Most of all I am fascinated by the lack of true success this entire genre, which exploded when the Atavist, Byliner, and Kindle Singles all arrived on the scene. (We launched Matter not long afterwards.)

As Pogue notes: “Of all the stories Epic has placed since its founding in 2013, only one—bought, again, by Apple—has been filmed.”

The fact that while selling options and rights has gone from being a profitable but occasional sideline for a small number of writers and turned into the core business proposition of a larger group, almost all of this money is being spent to create nothing. It’s just speculative cash, defensive investment, or an attempt by studios to mitigate risk that writers and publishers may temporarily benefit from.

I recognize a lot of what he says here. We saw a lot of these issues inside Matter, and saw the results. In the first generations of the publication, we struggled with Amazon precisely because we favored argument or investigation over narrative. We loved a good story, but wanted a deeper insight. (I like to think this was evidenced by the fact that we won a number of investigative journalism awards and reporting prizes.)
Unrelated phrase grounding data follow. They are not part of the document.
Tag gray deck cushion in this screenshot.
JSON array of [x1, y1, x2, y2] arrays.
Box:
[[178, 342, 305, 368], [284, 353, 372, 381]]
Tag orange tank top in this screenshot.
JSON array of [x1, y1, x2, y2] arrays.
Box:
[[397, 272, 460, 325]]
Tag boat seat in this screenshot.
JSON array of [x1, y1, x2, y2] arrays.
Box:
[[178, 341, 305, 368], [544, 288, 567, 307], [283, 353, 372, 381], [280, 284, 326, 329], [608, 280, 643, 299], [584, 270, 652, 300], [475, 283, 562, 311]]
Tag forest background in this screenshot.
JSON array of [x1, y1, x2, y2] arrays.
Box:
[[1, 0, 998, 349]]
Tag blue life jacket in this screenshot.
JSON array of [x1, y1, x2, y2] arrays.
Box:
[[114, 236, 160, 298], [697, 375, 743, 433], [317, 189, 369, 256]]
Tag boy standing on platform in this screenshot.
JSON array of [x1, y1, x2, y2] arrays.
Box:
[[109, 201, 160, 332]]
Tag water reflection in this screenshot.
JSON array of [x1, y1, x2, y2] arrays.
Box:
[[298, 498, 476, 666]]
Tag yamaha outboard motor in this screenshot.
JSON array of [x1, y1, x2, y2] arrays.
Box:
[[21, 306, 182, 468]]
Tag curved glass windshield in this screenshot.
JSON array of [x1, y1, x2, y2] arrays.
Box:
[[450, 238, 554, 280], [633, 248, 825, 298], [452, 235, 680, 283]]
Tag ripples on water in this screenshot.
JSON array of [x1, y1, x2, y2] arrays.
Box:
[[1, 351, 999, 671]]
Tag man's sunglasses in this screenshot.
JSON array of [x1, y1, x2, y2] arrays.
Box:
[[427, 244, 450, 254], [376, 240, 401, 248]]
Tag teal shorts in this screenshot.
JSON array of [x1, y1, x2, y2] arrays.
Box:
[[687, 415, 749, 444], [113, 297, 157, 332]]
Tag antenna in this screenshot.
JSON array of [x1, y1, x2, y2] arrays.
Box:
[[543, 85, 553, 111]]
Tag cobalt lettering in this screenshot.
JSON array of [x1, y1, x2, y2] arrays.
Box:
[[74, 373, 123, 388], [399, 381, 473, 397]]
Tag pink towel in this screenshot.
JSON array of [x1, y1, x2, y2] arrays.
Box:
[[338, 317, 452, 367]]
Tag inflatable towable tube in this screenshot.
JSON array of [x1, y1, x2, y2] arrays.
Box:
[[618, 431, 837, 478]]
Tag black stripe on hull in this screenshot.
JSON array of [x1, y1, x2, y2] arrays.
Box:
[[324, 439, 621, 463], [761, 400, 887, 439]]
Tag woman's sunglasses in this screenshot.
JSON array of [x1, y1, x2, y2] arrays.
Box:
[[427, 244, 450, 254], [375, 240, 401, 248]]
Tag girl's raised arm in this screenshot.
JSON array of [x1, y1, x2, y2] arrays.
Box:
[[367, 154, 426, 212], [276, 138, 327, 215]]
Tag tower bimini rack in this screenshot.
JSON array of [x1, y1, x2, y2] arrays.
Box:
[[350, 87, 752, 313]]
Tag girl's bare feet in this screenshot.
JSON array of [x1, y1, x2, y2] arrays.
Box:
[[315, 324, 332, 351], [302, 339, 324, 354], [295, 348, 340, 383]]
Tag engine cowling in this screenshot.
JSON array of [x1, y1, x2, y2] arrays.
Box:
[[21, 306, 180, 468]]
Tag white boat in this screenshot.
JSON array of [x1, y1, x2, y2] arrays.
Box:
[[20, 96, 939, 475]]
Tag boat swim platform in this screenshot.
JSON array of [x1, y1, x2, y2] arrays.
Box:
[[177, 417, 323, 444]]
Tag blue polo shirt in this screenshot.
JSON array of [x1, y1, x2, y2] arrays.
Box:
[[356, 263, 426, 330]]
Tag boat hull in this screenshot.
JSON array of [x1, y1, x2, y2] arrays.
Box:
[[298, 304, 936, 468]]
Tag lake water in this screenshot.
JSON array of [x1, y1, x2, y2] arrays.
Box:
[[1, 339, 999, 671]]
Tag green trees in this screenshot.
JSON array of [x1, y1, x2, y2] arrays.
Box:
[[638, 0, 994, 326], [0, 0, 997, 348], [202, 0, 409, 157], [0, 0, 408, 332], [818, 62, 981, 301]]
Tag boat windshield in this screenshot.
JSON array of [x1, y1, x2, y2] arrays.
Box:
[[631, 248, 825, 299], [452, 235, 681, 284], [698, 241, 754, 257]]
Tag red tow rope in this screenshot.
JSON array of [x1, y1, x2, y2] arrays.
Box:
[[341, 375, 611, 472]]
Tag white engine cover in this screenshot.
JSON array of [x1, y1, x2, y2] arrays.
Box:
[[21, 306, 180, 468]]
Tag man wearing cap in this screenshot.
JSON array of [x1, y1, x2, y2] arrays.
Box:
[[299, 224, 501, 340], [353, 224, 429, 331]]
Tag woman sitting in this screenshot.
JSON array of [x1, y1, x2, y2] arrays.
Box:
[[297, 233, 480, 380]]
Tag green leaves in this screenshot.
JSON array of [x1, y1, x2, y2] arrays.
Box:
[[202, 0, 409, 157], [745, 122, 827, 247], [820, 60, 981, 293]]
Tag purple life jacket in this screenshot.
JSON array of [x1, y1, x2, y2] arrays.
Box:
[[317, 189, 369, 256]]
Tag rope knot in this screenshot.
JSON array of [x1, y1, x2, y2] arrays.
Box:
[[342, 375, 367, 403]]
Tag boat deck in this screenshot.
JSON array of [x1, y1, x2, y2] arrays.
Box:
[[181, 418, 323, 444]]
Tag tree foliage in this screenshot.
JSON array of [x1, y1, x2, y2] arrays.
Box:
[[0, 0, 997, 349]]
Our stories chimed with readers, but they were harder to get past the gatekeepers. Rights inquiries were rare, although we could have put more into chasing them I suppose. (In Matter’s later lifetimes, where I had less involvement, we were staring right down the throat of this relationship.)

I’m not going to pretend that everything we did was worthy journalism of the sort that Pogue seems to dream about. Most of it wasn’t lofty. But I think it’s a good explanation of why I want the stories I work on to—at the very least—live in the world of consequences; to have a point of view.